Your questions, answered: Part II
You asked me anything. I respond.
These midterms are a bit of a cliffhanger, aren’t they? Very foolishly, I stayed up all night waiting for the results. I knew I shouldn’t; I knew I’d be exhausted today—and for no purpose, since the results would be the same whether I saw them come in or not—and I knew I was waiting for nothing, because no matter what, the outcome would end up tied up in court. But I kept refreshing the screen and somehow I wound up staying up all night. I’ve been bug-eyed with sleeplessness all day.
(For our readers who don’t follow American news closely: Yesterday, the US held its midterm elections. Americans widely believed that the fate of democracy hinged upon their outcome.)
Before anything else, though, there’s big news—news that probably matters even more to the future of democracy—from Ukraine: They’ve pushed Russia out of Kherson. The Russian High Command has issued a general retreat order to all surviving Russian forces on the Western bank of the Dnipro. Some 40,000 Russian troops are now running. This is a triumph of the first order for Ukraine and a complete humiliation for Russia. I can’t wait to watch Solovyov tonight.

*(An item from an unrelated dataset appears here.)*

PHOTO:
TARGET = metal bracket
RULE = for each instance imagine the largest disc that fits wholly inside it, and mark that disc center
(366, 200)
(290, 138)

Russia was pinning all its hopes on the midterms, too:
One of the most satisfying moments since the invasion began:
Let’s return now to your questions as those of us watching the US elections wait for the rest of the results to trickle in.
What’s Paris like?
Elm: How is Paris where you are right now, given the energy issues, price issues, Covid issues, and perhaps the reluctance to back Ukraine?
Claire: This is actually several questions, isn’t it?